I recently came across a story out of the sixth century Gaza monastic tradition that offers a profound commentary on this Gospel narrative. A monk had developed a profound hatred of a fellow monk and decided he would find a way to get this fellow monk into trouble. Since the fellow monk was a bad monk, he was obviously guilty of something, so getting him into trouble should be no trouble at all.
This hateful monk kept a sharp eye out for anything his hated fellow monk did wrong and–sure enough!–he saw this fellow monk wandering among the fig trees, picking figs, and eating them. This sort of gluttony was most unbefitting a monk! He ran straight away to the abbot and told him what he had seen.
The monk’s vengeful glee did not last long. The abbot informed the monk that he had sent the slandered monk off on an errand for the monastery and there was no chance that he was eating figs at the time when the vengeful monk saw–or thought he saw–him doing that. The vengeful monk was proven to have been seriously deluded and was shamed before the community for his slanderous accusation.
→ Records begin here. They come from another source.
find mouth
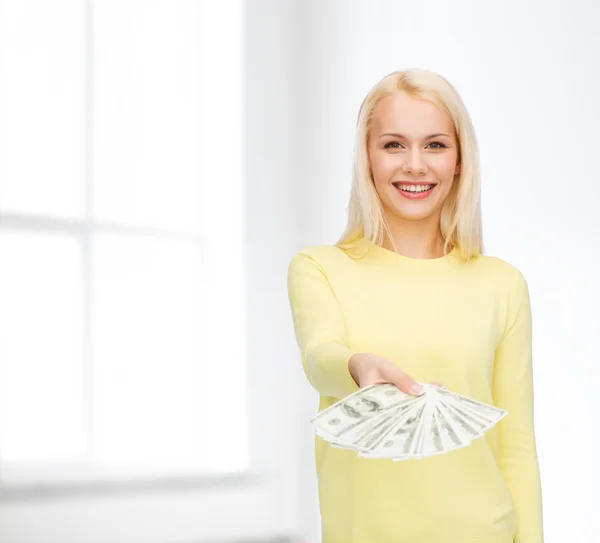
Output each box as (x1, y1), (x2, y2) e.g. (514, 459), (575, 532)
(392, 182), (437, 199)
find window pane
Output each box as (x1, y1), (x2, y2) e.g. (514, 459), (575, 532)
(92, 232), (248, 474)
(0, 0), (85, 219)
(0, 0), (248, 485)
(92, 0), (201, 232)
(0, 231), (85, 462)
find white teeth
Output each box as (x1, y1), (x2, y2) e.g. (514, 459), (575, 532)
(395, 183), (434, 192)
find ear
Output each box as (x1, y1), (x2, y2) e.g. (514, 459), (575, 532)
(455, 159), (461, 176)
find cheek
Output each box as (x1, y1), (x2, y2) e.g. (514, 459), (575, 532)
(437, 154), (459, 176)
(424, 159), (458, 187)
(369, 153), (395, 181)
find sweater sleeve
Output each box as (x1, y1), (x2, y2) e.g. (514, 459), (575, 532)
(492, 267), (544, 543)
(287, 250), (360, 400)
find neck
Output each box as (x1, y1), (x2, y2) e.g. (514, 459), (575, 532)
(381, 219), (450, 259)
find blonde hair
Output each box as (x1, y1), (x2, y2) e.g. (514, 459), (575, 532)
(335, 68), (483, 262)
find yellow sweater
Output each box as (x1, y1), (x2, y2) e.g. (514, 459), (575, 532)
(287, 237), (544, 543)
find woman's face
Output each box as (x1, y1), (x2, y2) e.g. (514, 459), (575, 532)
(367, 92), (461, 223)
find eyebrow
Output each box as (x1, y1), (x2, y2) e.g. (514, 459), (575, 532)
(379, 133), (451, 139)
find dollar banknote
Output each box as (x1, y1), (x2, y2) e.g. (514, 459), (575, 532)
(310, 383), (508, 461)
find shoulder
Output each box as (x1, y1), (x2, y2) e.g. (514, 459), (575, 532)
(287, 245), (350, 298)
(475, 253), (529, 294)
(288, 244), (349, 271)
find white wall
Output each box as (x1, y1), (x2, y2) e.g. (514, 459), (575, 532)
(0, 0), (307, 542)
(290, 1), (600, 542)
(0, 1), (597, 542)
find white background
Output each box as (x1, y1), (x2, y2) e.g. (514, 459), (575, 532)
(0, 1), (598, 542)
(289, 1), (599, 542)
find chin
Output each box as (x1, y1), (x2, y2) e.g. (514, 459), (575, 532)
(389, 202), (440, 221)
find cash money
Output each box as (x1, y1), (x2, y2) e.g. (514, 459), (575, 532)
(310, 383), (508, 461)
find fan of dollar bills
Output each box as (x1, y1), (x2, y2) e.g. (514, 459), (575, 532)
(310, 383), (508, 461)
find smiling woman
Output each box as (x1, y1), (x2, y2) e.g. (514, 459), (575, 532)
(366, 90), (462, 257)
(287, 68), (544, 543)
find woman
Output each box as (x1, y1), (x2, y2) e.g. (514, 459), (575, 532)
(287, 69), (544, 542)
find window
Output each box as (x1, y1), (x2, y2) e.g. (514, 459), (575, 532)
(0, 0), (247, 488)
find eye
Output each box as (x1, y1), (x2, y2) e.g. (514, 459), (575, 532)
(383, 141), (447, 149)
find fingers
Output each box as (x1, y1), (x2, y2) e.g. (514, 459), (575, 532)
(377, 358), (444, 396)
(385, 365), (425, 396)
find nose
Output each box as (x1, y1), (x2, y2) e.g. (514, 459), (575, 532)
(402, 148), (427, 175)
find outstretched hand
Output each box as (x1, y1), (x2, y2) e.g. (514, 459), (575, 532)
(349, 353), (445, 396)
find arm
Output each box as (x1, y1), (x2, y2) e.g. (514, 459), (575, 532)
(492, 268), (544, 543)
(287, 250), (360, 399)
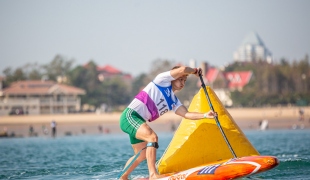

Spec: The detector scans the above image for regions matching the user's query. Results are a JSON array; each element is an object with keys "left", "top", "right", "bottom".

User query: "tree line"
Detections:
[
  {"left": 226, "top": 55, "right": 310, "bottom": 107},
  {"left": 1, "top": 54, "right": 309, "bottom": 111}
]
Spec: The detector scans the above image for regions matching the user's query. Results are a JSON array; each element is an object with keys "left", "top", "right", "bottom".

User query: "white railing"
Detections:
[{"left": 0, "top": 97, "right": 81, "bottom": 115}]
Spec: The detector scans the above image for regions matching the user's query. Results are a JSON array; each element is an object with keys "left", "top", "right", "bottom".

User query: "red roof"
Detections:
[
  {"left": 97, "top": 65, "right": 121, "bottom": 74},
  {"left": 205, "top": 68, "right": 219, "bottom": 83},
  {"left": 224, "top": 71, "right": 252, "bottom": 89},
  {"left": 2, "top": 80, "right": 85, "bottom": 95},
  {"left": 201, "top": 68, "right": 252, "bottom": 89}
]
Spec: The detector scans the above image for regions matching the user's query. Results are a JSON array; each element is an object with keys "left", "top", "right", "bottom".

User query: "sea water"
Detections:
[{"left": 0, "top": 130, "right": 310, "bottom": 180}]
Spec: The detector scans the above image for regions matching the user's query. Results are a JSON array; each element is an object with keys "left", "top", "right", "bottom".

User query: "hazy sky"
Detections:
[{"left": 1, "top": 0, "right": 309, "bottom": 77}]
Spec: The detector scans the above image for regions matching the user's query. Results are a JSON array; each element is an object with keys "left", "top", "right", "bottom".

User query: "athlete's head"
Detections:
[{"left": 171, "top": 66, "right": 187, "bottom": 92}]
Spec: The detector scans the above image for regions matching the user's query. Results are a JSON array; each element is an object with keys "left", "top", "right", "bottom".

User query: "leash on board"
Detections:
[
  {"left": 198, "top": 72, "right": 237, "bottom": 158},
  {"left": 117, "top": 147, "right": 147, "bottom": 179}
]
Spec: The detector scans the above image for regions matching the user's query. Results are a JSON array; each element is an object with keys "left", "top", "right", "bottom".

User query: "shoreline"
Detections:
[{"left": 0, "top": 107, "right": 309, "bottom": 137}]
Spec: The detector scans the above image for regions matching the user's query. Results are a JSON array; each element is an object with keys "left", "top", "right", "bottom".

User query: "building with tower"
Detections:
[{"left": 233, "top": 31, "right": 272, "bottom": 63}]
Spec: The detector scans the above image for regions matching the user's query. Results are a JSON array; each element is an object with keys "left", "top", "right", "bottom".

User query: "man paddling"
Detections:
[{"left": 119, "top": 66, "right": 217, "bottom": 180}]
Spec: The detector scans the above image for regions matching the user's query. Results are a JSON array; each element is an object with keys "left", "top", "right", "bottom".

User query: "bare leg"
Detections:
[
  {"left": 146, "top": 146, "right": 158, "bottom": 179},
  {"left": 135, "top": 123, "right": 160, "bottom": 179},
  {"left": 120, "top": 142, "right": 147, "bottom": 180}
]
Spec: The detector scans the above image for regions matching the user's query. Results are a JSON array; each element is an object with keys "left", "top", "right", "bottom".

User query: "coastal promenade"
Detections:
[{"left": 0, "top": 106, "right": 309, "bottom": 137}]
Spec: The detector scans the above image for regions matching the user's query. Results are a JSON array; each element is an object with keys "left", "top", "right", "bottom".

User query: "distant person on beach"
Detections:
[
  {"left": 42, "top": 125, "right": 48, "bottom": 135},
  {"left": 119, "top": 66, "right": 217, "bottom": 180},
  {"left": 299, "top": 108, "right": 304, "bottom": 121},
  {"left": 29, "top": 125, "right": 34, "bottom": 136},
  {"left": 98, "top": 125, "right": 103, "bottom": 133},
  {"left": 104, "top": 128, "right": 110, "bottom": 134},
  {"left": 51, "top": 120, "right": 57, "bottom": 137}
]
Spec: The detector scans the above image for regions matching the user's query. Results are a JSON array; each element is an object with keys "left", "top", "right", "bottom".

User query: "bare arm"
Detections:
[
  {"left": 170, "top": 66, "right": 201, "bottom": 79},
  {"left": 175, "top": 105, "right": 216, "bottom": 120}
]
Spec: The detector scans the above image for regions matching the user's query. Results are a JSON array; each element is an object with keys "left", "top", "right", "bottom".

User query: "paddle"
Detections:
[
  {"left": 117, "top": 147, "right": 147, "bottom": 179},
  {"left": 198, "top": 72, "right": 237, "bottom": 158}
]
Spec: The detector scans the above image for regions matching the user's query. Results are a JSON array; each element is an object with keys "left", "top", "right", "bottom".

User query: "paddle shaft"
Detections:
[
  {"left": 199, "top": 73, "right": 237, "bottom": 158},
  {"left": 117, "top": 147, "right": 147, "bottom": 179}
]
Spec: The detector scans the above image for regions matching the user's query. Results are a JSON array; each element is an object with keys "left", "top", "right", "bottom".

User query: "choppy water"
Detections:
[{"left": 0, "top": 130, "right": 310, "bottom": 180}]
In the world view of the sixth century monastics, the illusion was caused by demons and the story was told to warn monastics of the tendency of demons to cause such illusions. What we can see easily enough today, just as the sixth-century monastics could, is that it was hatred on the part of the monk that inspired the demons to give him such an illusory sight. The monk thought he could see, but was blinded by his own hatred. We see much the same dynamic at work in the Gospel story: the accusatory “Jews” thought they could see but were blinded by their hatred of Jesus and, by extension, of the man Jesus had healed. The formerly blind man loved Jesus for what Jesus had done and could see clearly at all levels. Imagine what this vengeful monk could have seen if he had loved his follow monk! Did he learn to see after this incident as God meant him to see?